Monday, June 10, 2013

O Cemitério dos Deuses Eternos (da série Tudo Conto)


O sacerdote grego-egípcio Abnara, luz da sabedoria, estava em Dendera, o grande cemitério dos reis, dos faraós, dos deuses para depositar o corpo de Cleópatra VII Theo Filopáter, cujo nome Cleópatra significa "glória do pai", Thea "deusa" e Filopator "amada por seu pai". Ela fora, porém a tentativa de salvar a Terra Augusta do estrangeiro fora totalmente em vão. Abençoada fosse ela.
Ela, como todos os deuses seus antecessores, seria colocada num dos esquifes dos deuses, existindo-os aos milhares. Eles preservam o corpo para sempre, tal como na morte, para a ressurreição dos corpos. Só os deuses-vivos podem ser colocados nos esquifes. As tentativas de outros de entrar neles redundou em queima completa, não sobrou nem pó. Através dos milênios os esquifes só aceitaram os deuses-vivos, os faraós. Desde o começo. Muitos idiotas tentaram entrar neles e desapareceram completamente. Os esquifes são inteligentes, só aceitam os deuses, sabem reconhecer os invasores não-autorizados. Algumas vezes através dos séculos fizeram escondido e só foi dada a falta. Outras vezes se disfarçaram de faraó e só sobraram as coroas.
Porisso Abnara cumpria o ritual com o último dos deuses-vivos, a faraona Cleópatra. Depositou-a gentilmente com todas as roupas e ficou olhando reverentemente o esquife aceitar o corpo.
Lá longe em Alexandria um corpo qualquer das servas auto-imoladas de Cleópatra tinha sido preparado longamente para o falso sepulcro no Vale dos Reis. O longo ritual de embalsamamento era compartilhado com extrema fidelidade pelos sacerdotes da Casa da Vida, a Casa da Verdade. Ninguém falava. Ninguém nunca falava. Por todos aqueles milênios centenas de falsos corpos tinham sido postos nos sarcófagos. Até eram preparadas procissões perfeitas na simbologia e na simulação e os falsos faraós conduzidos para suas “últimas moradas”. Três mil e quinhentos anos de mentiras, a maior mentira coletiva do mundo.
Em Dendera os quilômetros e quilômetros escavados pelos verdadeiros deuses, os Homens de Antigamente que vieram do Oeste - da nave que afundou, de Atlântida, tantos milhares de anos antes, mais de seis mil anos – eram mantidos pelas máquinas maravilhosas quem nunca paravam de funcionar nem enferrujavam.

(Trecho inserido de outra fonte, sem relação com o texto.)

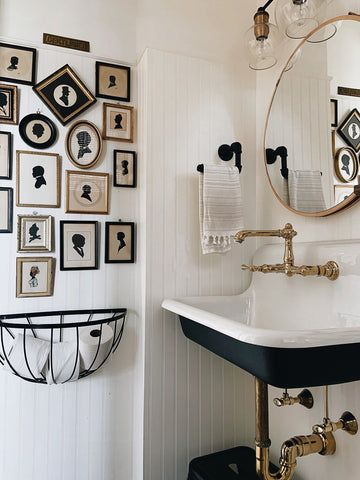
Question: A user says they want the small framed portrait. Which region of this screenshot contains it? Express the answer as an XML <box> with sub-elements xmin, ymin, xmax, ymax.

Já os enterros falsos eram feitos em lugares bem escondidos, complexos boatos espalhados levando até lá os ladrões de túmulos, de forma que através dos milênios as pessoas acreditavam fielmente ter chegado aos verdadeiros deuses-vivos e profanado seus túmulos em busca de ouro e riquezas. Que interessavam essas coisas perante a vida eterna e a ressurreição dos corpos quando os deuses verdadeiros voltassem? Só tolos fariam essas coisas, pensava Abnara como tantos antes dele.
Muitas horas depois Abnara, ainda pesaroso de estar enterrando a que seria o último dos faraós, a faraona Cleópatra, destruída e tomada a Terra Augusta, o Egito, pelo invasor romano. César Augusto, declarado deus-vivo em Siwa, assim como também Alexandre, estava enterrado ali, porque tinha sido deixado um corpo qualquer em Roma.
Pobres crianças, eles nada sabiam.
Com o desparecimento do País Augusto o conhecimento dos deuses se diluiria e teria de ser descoberto em outras terras, tal como se sabia já no santuário.
Abnara foi passando diante dos esquifes em ordem de tempo e a cada um que passava baixava reverentemente a cabeça, cumprimentando. Estavam todos ali, menos o renegado Akenaton-Moisés, morto em terras estrangeiras e ali desaparecido longe da proteção dos deuses verdadeiros que mantinham os esquifes funcionando era após era. Passou pelos Ptolomeus, por Menkaure, por Kakay, por Dsojer até chegar em Hórus, o primeiro dos deuses reinantes.
Virou-se de frente para eles e fez uma última reverência.
Chorando, deu as costas.
Saiu e fechou as grandes portas.
Atrás de seus passos os trabalhadores começaram a encher as escadas de terra e areia. Todos eles se auto-imolariam depois, para lacrar as bocas para sempre. Ainda que fosse pecado o suicídio, cometiam-no com alegria, aceitando a punição posterior como gesto de amor perante os deuses-vivos que despertariam sabe-se lá quando, milhares de anos depois.